I don't buy 4.1. I believe the laws of the universe should be simple, but simplicity of specifying the initial state is not an argument for me (unless there are additional factors). Don't buy 4.2 either, because I don't trust anthropic reasoning that much. However, I'm still interested in ideas like this, even if I don't believe in them.

4.3. I don't know enough math, but I don't believe that a) we have the math to prove that an agent can't survive in an environment with incompressible low-level dynamics or b) it means anything non-trivial enough to prove the kind of points you need to prove. It would be a magically good result.

In a chaotic environment there could be some high-level patterns which the agent might exploit, but those high-level patterns could be barely similar to humanlike abstractions. The Gooder Regulator theorem could be false, maybe, if we don't need to be prepared for "any possible game".

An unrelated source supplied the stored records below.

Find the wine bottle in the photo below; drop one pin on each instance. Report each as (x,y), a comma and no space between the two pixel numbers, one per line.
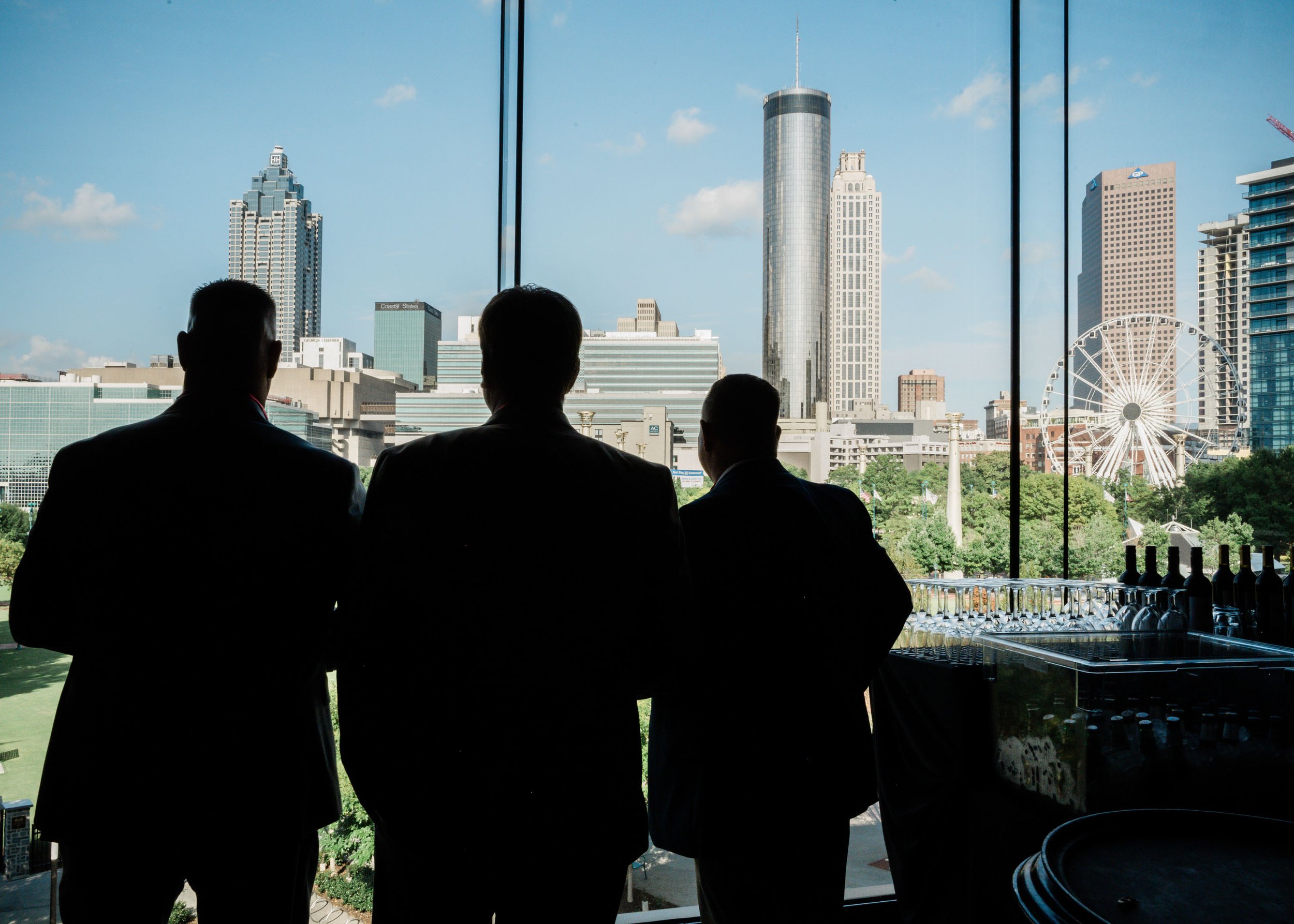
(1174,619)
(1269,601)
(1173,577)
(1225,582)
(1151,577)
(1199,594)
(1244,585)
(1130,577)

In other words: we have a probability distribution over sequences of transformations of the data we should attempt to try, and we keep sampling from it until we spot a familiar abstraction; until we find a way of looking at the data under which it resolves into a known, simple pattern.

Maybe you're focused on the wrong thing. Maybe the explicit search for the right transformation happens only when things go wrong (and even then a lot of the search is not explicit).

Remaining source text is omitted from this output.